Throughout history, philosophers, scientists, and scholars, have recognized the influence nature has had on technological innovation. The most notable testimony of this insight is from ancient Greece— “technology learns from or imitates nature (Plato, Laws X 899a ff.). According to Democritus, for example, house-building and weaving were first invented by imitating swallows and spiders building their nests and nets, respectively” (source, section 1.1).
In my most recent post (in the spirit of celebrating National Great Outdoors Month) I posed the question of whether technology can bring us closer to nature. Now, I think it would be interesting to think of the ways that nature has inspired technological innovation. This will help us better understand why we innovate gadgets, gizmos, and apps.
Questions for Meditation:
What advances in technology in the modern age are inspired by nature? Is this important to consider when innovating technology? If so, why?
Leonardo da Vinci seemed to think so. He studied bats and birds, and sketched flying contraptions that mimicked the shape and mobility of their wings (source). Da Vinci is notorious for using what we now call biomimicry (an approach to innovation that seeks sustainable solutions to human challenges by emulating nature’s time-tested patterns and strategies).
Da Vinci stated, “Necessity is the mistress and guide of nature.” If we presume (like da Vinci) that necessity drives nature, would it benefit us to think that necessity should then drive technological innovation? Is technological innovation most successful when it is driven by nature, which is driven by necessity?
Necessity –> Nature –> Technology ?
Below are some modern examples of nature inspiring technological innovation:
Burrs & Velcro
“After a hunting trip in the Alps in 1941, Swiss engineer George de Mestral’s dog was covered in burdock burrs. Mestral put one under his microscope and discovered a simple design of hooks that nimbly attached to fur and socks.” (source) Voila, Velcro was born.
Kingfisher Bird & Shinkansen Bullet Train
Engineers were concerned with the sonic boom that train riders would experience after a high speed train they were inventing emerged from tunnels. After engineer Nakatsu observed the Kingfisher bird in nature, the problem was resolved.
“The Kingfisher is a type of bird that dives from the air, which has low resistance, into high-resistance water, and incredibly does it without splashing. Nakatsu thought the reason was the streamlined shape of its beak. They conducted tests to measure pressure waves arising from shooting bullets of various shapes into a pipe. The data showed that the ideal shape for this Shinkansen is almost identical to a kingfisher’s beak! They then fitted the front of the train with a design similar to the kingfisher’s beak, and the problem with the sonic booms was gone.” (source)
Bees & Drones
Drone designers are now looking to bees to help them better understand how to make drones more efficient at navigating airspace.
“…motion-direction detecting circuits could be wired together to also detect motion-speed.

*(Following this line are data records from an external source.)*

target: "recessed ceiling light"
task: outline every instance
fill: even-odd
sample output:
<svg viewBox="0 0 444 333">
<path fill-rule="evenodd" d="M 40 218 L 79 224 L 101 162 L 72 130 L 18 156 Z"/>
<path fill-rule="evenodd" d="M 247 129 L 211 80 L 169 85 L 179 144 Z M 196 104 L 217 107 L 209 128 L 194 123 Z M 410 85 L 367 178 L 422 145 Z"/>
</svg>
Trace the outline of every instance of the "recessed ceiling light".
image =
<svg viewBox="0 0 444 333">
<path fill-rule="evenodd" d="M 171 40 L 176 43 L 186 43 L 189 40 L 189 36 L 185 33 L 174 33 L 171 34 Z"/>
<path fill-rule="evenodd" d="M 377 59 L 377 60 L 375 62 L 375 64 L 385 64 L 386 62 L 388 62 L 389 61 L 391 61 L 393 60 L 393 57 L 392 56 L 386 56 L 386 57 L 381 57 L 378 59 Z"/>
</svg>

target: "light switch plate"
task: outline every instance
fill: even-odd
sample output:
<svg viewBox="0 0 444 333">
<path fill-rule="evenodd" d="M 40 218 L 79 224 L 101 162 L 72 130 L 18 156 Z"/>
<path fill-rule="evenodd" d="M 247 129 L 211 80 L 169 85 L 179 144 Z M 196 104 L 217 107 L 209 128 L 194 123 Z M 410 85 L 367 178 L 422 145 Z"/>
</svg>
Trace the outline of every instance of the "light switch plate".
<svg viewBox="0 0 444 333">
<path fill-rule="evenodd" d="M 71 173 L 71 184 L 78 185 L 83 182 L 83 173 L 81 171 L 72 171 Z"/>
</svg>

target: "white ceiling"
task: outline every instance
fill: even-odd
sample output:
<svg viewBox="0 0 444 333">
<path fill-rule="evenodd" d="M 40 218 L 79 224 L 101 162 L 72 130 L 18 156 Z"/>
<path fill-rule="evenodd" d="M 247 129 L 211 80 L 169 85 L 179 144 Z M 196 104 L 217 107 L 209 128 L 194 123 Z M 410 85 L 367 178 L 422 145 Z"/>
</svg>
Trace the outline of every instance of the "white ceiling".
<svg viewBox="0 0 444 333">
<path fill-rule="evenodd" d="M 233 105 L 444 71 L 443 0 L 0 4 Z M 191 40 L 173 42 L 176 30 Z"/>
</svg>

This is how bees control their flight — and could very well be the future of how drones behave, too.” (source)
Gecko Skin & Robots
“NASA has been learning a few tricks by observing the gecko.
Tiny hairs on their feet allow these small lizards to grip and climb walls – and they don’t lose their stickiness over time. The harder they press their feet, the stickier they become.
Aaron Parness and colleagues at the Jet Propulsion Laboratory in Pasadena have developed a material containing minute synthetic hairs that stick to a surface when a force is applied to make the hairs bend.
Prototype objects have been developed which might in future be able to act as anchors on board the International Space Station – but the technology may also be able to be used on its exterior, by repair or inspection robots.”
Using the same principle, researchers at Stanford University in the US have developed tiny robots that can drag more than 2,000 times their own weight. (source)
Butterfly Wings & E-readers
“Researchers developing color displays for e-readers are taking inspiration from an unlikely source: butterfly wings. Qualcomm MEMS Technologies created the first full-color, video-friendly e-reader prototype based on the way butterfly wings gleam in bright light. The display, known as Mirasol, works by reflecting light, instead of transmitting light from behind the screen the way LCD monitors do. The new type of screen can be read in bright sunlight and has longer battery life.” (source)
Firefly Light Bulbs
“When insects of the genus Photuris light fires in their bellies, the radiance is amplified by their anatomy — sharp, jagged scales, according to research published in January  by scientists from Belgium, France, and Canada.
Based on this observation, the scientists then built and laid a similar structure on a light-emitting diode (LED), which increased its brightness by 55 percent.” (source)
Algae & Biofuel
“Depending on your favorite species, algae can be eaten, burned for heat, or used to produce hydrogen, methane, biodiesel, or plain old fertilizer. Algae is so prolific, and comes in so many varieties, that it’s actually a chore to isolate your preferred species for cultivation out of a water sample from the wild. The best part is that algae soaks up the sun and lots of CO2 to work its magic. That’s two forms of renewable energy used to produce fuels or foods (sushi anyone?) in high demand.” (source)
What would you add to this list? Do you think that technology inspired by nature is inspired by necessity?